SEVEN SPRINGS -- The seventh annual Ole Timey Days Festival will be held Saturday in downtown Seven Springs.

The festival is scheduled to begin at 10 a.m. and last as long as the crowd does. Sponsors are the town board's Ole Timey Days Festival Committee and the Seven Springs Area Historical Commission. Main Street will be blocked off from vehicle traffic, and only pedestrians will be allowed during the festival. Parking areas on the other streets will be designated, and volunteers will help point visitors in the right direction.

Mayor Steve Potter, a member of the Festival Committee, said vendors are coming with plenty of food. A pig cook-off will be held, with barbecue available after the judging. There will also be pie baking contest, and slices of pie will be sold.

The Carolina Cruisers car club out of Kinston will have a display, and in keeping with the "ole timey" theme, there will be an antique farm equipment display.

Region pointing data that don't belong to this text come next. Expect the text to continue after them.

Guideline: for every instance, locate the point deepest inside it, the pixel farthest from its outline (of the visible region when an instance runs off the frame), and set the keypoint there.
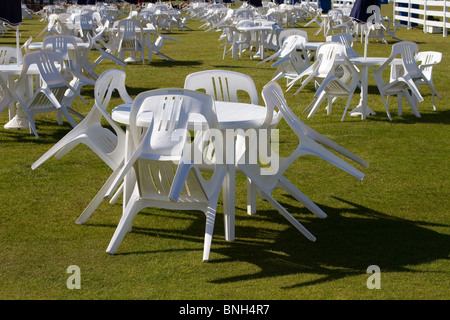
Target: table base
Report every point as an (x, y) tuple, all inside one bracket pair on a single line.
[(18, 122)]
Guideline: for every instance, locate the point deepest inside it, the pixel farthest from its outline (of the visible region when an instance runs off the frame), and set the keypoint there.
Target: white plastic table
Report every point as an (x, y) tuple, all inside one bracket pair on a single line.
[(258, 32), (364, 63), (231, 116)]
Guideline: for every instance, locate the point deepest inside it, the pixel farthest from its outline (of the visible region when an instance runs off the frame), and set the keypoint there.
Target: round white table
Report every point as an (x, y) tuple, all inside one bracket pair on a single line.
[(231, 116), (363, 109)]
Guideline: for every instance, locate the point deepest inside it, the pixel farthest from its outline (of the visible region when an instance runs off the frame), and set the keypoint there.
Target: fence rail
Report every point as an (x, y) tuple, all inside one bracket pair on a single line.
[(434, 15)]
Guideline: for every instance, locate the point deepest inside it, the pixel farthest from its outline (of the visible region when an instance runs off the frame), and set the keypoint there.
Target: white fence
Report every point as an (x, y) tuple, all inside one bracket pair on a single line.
[(434, 16)]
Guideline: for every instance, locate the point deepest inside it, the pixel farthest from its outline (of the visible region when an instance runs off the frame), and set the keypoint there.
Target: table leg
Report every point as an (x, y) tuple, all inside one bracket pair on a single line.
[(229, 201), (363, 109)]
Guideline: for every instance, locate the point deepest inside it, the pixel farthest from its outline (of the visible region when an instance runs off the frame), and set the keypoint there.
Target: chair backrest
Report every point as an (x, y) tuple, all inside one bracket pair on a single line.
[(109, 81), (327, 53), (290, 44), (166, 137), (427, 60), (6, 97), (9, 55), (51, 70), (61, 43), (127, 28), (347, 40), (407, 50), (222, 85), (273, 97), (291, 32)]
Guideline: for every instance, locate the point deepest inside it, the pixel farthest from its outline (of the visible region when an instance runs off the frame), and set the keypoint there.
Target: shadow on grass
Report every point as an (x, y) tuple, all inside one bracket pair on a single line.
[(433, 117), (348, 241), (176, 63)]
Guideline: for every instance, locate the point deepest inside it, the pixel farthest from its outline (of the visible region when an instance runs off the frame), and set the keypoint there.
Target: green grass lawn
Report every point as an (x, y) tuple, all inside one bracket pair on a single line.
[(397, 218)]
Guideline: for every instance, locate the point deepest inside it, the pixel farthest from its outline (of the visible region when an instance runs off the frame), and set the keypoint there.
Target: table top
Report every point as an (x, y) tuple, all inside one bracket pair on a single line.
[(231, 115), (16, 69), (372, 60), (38, 45)]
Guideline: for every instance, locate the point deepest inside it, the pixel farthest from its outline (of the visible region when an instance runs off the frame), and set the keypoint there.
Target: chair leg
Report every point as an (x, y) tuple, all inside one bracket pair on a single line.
[(346, 108), (386, 107), (289, 217), (300, 197), (209, 229), (99, 197), (124, 226), (316, 105)]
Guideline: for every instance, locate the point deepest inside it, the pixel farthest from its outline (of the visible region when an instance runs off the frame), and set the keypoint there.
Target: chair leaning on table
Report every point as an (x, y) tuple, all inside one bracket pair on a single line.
[(222, 85), (403, 78), (6, 98), (108, 145), (427, 60), (292, 59), (166, 176), (9, 55), (335, 80), (310, 143), (49, 97)]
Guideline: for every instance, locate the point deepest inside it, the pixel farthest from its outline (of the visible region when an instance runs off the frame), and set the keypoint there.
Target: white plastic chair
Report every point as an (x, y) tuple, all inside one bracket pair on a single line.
[(427, 60), (310, 143), (10, 55), (156, 47), (107, 144), (166, 176), (129, 39), (89, 67), (6, 98), (67, 46), (347, 40), (337, 80), (52, 91), (291, 32), (235, 42), (338, 21), (222, 85), (292, 59), (403, 79)]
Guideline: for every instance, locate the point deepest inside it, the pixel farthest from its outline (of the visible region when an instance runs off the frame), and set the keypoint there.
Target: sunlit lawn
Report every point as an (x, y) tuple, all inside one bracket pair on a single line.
[(396, 218)]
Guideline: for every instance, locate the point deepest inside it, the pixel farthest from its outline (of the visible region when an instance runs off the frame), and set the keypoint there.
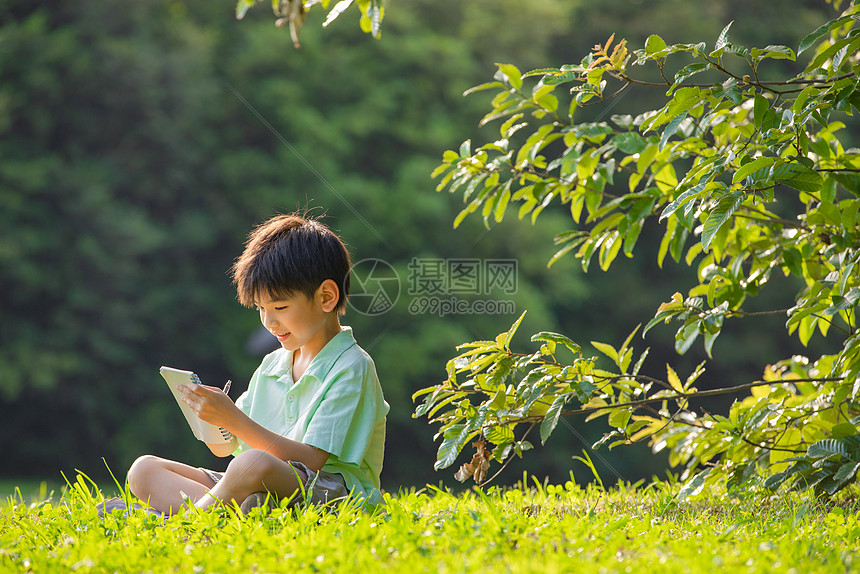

The festival will have commemorative T-shirts, baseball caps and visors showing the river bridge, the church on the hill above town and the boat ramp.

Seven Springs is the oldest town in Wayne County.

It was named Whitehall for much of its early history and was the site of a Civil War engagement in 1862.

Karen Mozingo of the Historical Commission said she is expecting at least 150 re-enactors for both sides of the war to start arriving Friday. She said 10 cannons are coming with their crews, infantry, Navy and provost guards, which were the law enforcement officers like the military police are today.

The encampment will be open to the public from 10 a.m. until 4 pm. Saturday. There will be demonstration during the day, and the re-enactors will re-create the Battle of Whitehall Saturday at 2 p.m. and provide night fire at 9 p.m.

The Tar Heel Civilians club will show how people lived in the 1860's. Club members will do spinning with the wool that has been sheared from sheep, washed, dyed with everything from weeds to beetles and finished as yarn. The finished products like socks and scarves will be on display .

There will be blacksmithing, tool-making, housewares and dinner bells, period cooks and a period doctor on hand.

There will also be entertainment during the day with the eastern N.C. mountain dulcimers.

Several speakers will tell about the area's American Indian heritage, the role that the Battle of Whitehall played in the Civil War and how soldiers and women dressed during that time. There will also be a presentation about Joseph Hargove, an American Marine left behind in Cambodia during the Vietnam War.